We identified the effects of predictors on establishment richness of traded alien vertebrates across countries for each taxonomic group separately, using multimodel inference. The full model was a linear mixed model (LMM) with established alien species richness (establishment richness) as the response variable, and nine factors as predictors (fixed effects: area, population density, GDPpc, colonization pressure, insularity (binary variable, island country or not)), annual mean temperature, annual mean precipitation, congeneric richness and sampling effort (proportion of undiscovered species). To account for geographical autocorrelation, we included biogeographical realm as a random variable in the model. Area, population density, GDPpc and mean precipitation were log transformed, and establishment richness of alien species, number of alien species in trade, and congeneric richness were log (1+x) transformed to improve their linearity. We constructed 512 models (29) representing all combinations of the predictor variables. We calculated standardized estimates for regression coefficients and standard errors for each variable35. We calculated the statistical significance of the coefficient for each predictor based on a z-score with a 95% upper confidence limit (z ≥ 1.96).

We also performed model selection by ranking the performance of models based on the Akaike information criterion adjusted for small samples (AICc)73. We identified those models that were within 2 AICc units of the highest-ranked models (i.e., ΔAICc ≤ 2) as top models.

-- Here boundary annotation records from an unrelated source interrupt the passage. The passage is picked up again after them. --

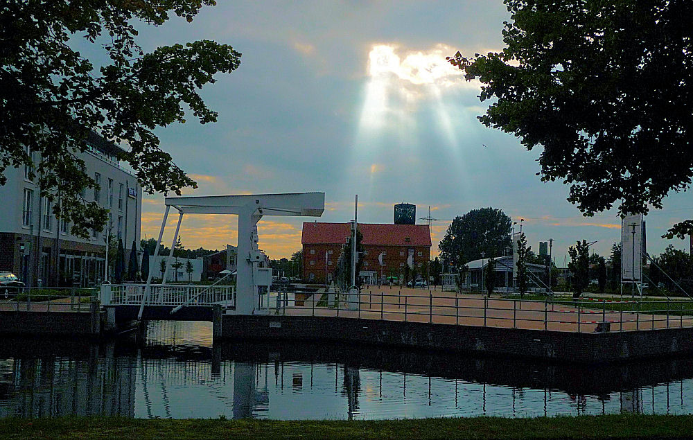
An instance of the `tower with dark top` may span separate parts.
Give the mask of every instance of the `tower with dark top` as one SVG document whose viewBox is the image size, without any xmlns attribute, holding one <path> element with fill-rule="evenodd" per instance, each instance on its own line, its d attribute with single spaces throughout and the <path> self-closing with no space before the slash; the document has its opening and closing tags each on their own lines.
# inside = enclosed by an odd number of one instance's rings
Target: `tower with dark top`
<svg viewBox="0 0 693 440">
<path fill-rule="evenodd" d="M 399 203 L 394 205 L 395 225 L 415 225 L 416 222 L 416 205 Z"/>
</svg>

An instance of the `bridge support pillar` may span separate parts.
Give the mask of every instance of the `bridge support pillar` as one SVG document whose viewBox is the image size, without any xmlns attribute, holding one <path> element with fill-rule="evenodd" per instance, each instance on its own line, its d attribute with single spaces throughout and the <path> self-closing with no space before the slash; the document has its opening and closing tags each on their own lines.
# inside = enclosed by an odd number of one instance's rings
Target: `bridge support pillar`
<svg viewBox="0 0 693 440">
<path fill-rule="evenodd" d="M 221 304 L 212 306 L 212 344 L 220 338 L 222 335 L 222 314 Z"/>
</svg>

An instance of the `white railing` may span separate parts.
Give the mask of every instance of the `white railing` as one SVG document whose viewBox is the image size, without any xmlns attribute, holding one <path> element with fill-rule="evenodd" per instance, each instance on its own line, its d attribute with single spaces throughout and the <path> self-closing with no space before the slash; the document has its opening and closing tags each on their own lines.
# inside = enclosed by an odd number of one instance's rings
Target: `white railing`
<svg viewBox="0 0 693 440">
<path fill-rule="evenodd" d="M 146 284 L 105 284 L 99 299 L 103 306 L 139 306 Z M 236 304 L 236 290 L 232 285 L 198 284 L 151 284 L 147 306 L 187 306 Z"/>
</svg>

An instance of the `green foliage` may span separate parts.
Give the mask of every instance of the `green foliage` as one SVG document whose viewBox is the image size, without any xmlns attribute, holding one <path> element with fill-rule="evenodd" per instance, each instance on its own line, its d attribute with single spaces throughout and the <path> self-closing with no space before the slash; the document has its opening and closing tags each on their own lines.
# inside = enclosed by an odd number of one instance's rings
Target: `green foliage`
<svg viewBox="0 0 693 440">
<path fill-rule="evenodd" d="M 167 1 L 26 1 L 0 6 L 0 185 L 6 168 L 31 165 L 41 195 L 53 213 L 71 221 L 71 233 L 100 231 L 107 210 L 84 197 L 96 182 L 84 171 L 79 152 L 90 130 L 128 146 L 119 159 L 132 166 L 144 191 L 180 194 L 195 182 L 159 147 L 155 130 L 185 122 L 186 112 L 202 123 L 217 114 L 199 94 L 218 73 L 240 64 L 227 44 L 200 40 L 161 46 L 146 53 L 138 30 L 175 15 L 188 21 L 214 0 Z M 87 46 L 78 52 L 77 45 Z M 85 53 L 94 54 L 95 65 Z M 32 163 L 24 150 L 38 152 Z"/>
<path fill-rule="evenodd" d="M 570 185 L 568 200 L 586 215 L 615 203 L 621 213 L 647 212 L 687 188 L 690 2 L 505 3 L 502 51 L 448 58 L 492 100 L 482 123 L 542 147 L 541 179 Z"/>
<path fill-rule="evenodd" d="M 438 245 L 441 258 L 454 267 L 481 258 L 500 256 L 510 245 L 510 218 L 493 208 L 473 209 L 455 217 Z"/>
<path fill-rule="evenodd" d="M 583 240 L 568 249 L 570 262 L 568 270 L 572 274 L 573 297 L 579 298 L 589 283 L 590 247 L 587 241 Z"/>
<path fill-rule="evenodd" d="M 486 265 L 486 269 L 484 270 L 484 276 L 485 278 L 484 281 L 486 285 L 486 294 L 489 297 L 493 293 L 493 289 L 495 288 L 496 274 L 495 260 L 493 258 L 489 258 L 489 262 Z"/>
<path fill-rule="evenodd" d="M 516 285 L 520 291 L 520 298 L 523 297 L 525 292 L 527 292 L 527 265 L 529 252 L 529 248 L 527 245 L 527 237 L 523 232 L 520 234 L 520 238 L 518 240 L 518 261 L 516 263 L 518 268 Z"/>
</svg>

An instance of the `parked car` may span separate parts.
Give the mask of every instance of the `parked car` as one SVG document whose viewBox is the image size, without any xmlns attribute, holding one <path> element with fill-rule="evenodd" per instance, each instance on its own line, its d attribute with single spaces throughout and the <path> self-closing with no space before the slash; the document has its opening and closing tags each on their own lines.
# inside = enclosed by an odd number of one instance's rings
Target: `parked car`
<svg viewBox="0 0 693 440">
<path fill-rule="evenodd" d="M 9 298 L 19 293 L 24 283 L 11 272 L 0 272 L 0 298 Z"/>
</svg>

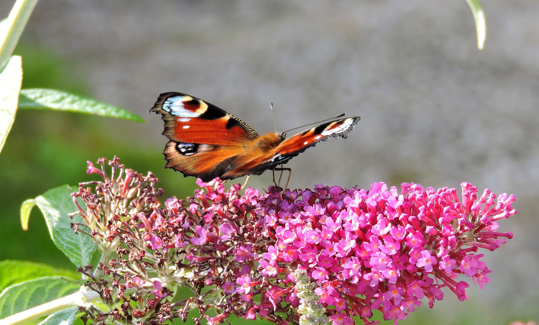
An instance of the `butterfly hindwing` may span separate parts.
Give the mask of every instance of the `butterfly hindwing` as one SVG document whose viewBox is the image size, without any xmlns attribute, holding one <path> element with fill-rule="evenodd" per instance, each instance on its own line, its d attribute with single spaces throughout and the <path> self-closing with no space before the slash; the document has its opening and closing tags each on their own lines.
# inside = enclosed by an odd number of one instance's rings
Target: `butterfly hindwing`
<svg viewBox="0 0 539 325">
<path fill-rule="evenodd" d="M 163 134 L 177 143 L 227 145 L 258 137 L 232 114 L 181 93 L 161 94 L 150 111 L 161 114 Z"/>
</svg>

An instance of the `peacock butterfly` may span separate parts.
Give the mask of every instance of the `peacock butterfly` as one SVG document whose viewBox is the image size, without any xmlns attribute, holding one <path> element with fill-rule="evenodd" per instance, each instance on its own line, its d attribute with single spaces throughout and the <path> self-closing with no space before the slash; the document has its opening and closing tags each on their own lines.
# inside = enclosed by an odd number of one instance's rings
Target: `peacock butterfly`
<svg viewBox="0 0 539 325">
<path fill-rule="evenodd" d="M 286 133 L 259 136 L 247 123 L 202 100 L 181 93 L 164 93 L 150 110 L 161 114 L 165 168 L 204 182 L 233 179 L 275 169 L 309 147 L 330 137 L 346 138 L 359 116 L 321 124 L 286 138 Z"/>
</svg>

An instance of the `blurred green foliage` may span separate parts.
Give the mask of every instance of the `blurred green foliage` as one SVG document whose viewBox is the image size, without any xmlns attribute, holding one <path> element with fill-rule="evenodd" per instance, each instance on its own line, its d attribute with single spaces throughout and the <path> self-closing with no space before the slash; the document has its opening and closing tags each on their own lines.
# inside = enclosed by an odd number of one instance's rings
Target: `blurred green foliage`
<svg viewBox="0 0 539 325">
<path fill-rule="evenodd" d="M 76 62 L 24 40 L 15 54 L 23 57 L 23 89 L 53 88 L 92 97 L 86 74 Z M 39 209 L 32 211 L 26 232 L 20 228 L 19 209 L 23 201 L 50 188 L 96 179 L 86 173 L 86 160 L 95 162 L 100 157 L 115 154 L 128 168 L 144 173 L 151 171 L 165 191 L 163 201 L 173 195 L 192 194 L 194 178 L 163 169 L 162 149 L 134 145 L 127 138 L 109 136 L 112 125 L 127 129 L 137 123 L 107 119 L 110 119 L 38 110 L 17 112 L 0 154 L 0 260 L 31 260 L 75 269 L 53 244 Z"/>
</svg>

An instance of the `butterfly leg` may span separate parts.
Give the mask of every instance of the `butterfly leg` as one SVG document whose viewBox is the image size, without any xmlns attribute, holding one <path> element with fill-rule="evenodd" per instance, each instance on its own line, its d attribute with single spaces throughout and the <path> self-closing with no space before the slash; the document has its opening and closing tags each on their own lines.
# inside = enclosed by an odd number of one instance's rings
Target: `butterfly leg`
<svg viewBox="0 0 539 325">
<path fill-rule="evenodd" d="M 245 182 L 243 183 L 243 186 L 241 186 L 241 189 L 243 189 L 247 186 L 247 182 L 249 181 L 249 179 L 251 178 L 251 175 L 248 175 L 247 176 L 247 179 L 245 180 Z"/>
<path fill-rule="evenodd" d="M 283 173 L 283 170 L 282 169 L 282 168 L 283 168 L 283 167 L 282 167 L 282 164 L 281 164 L 281 174 L 279 175 L 279 181 L 277 182 L 277 183 L 279 184 L 279 185 L 281 185 L 281 178 L 282 177 L 282 173 Z"/>
<path fill-rule="evenodd" d="M 292 169 L 289 168 L 276 168 L 273 171 L 288 171 L 288 179 L 286 181 L 286 186 L 285 187 L 285 189 L 286 189 L 288 187 L 288 182 L 290 182 L 290 176 L 292 174 Z M 275 182 L 275 180 L 274 179 L 274 183 Z M 276 184 L 277 185 L 277 184 Z M 277 186 L 278 187 L 278 186 Z"/>
<path fill-rule="evenodd" d="M 273 174 L 273 184 L 275 185 L 275 187 L 279 187 L 279 185 L 277 185 L 277 182 L 275 181 L 275 169 L 271 170 L 272 174 Z"/>
</svg>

We performed network analysis to quantify the global flows of traded alien species and traded alien species with established populations (established aliens) from their native and alien countries40,74. Following Sander and colleagues75, we classified the world into 8 economic regions: South and East Asia, Mideast and Central Asia, Africa, Europe, North America, Central America, South America and Oceania. We identified major donor and recipient regions in terms of number of species.

We performed GLMMs using the ‘glmmTMB’ function in the TMB and glmmTMB packages. We conducted LMMs using the ‘lmer’ function in the lme4 package. We ran the model-averaging analysis using ‘dredge’ and ‘model.avg’ in the MuMIn package. We carried out network analysis using the Circlize package based on the procedures of Sander and colleagues75. These analyses were conducted in R Studio 2022 (https://github.com/rstudio/rstudio). The R scripts used in this study are provided in Supplementary Code 1.zip.

Reporting summary

Further information on research design is available in the Nature Portfolio Reporting Summary linked to this article.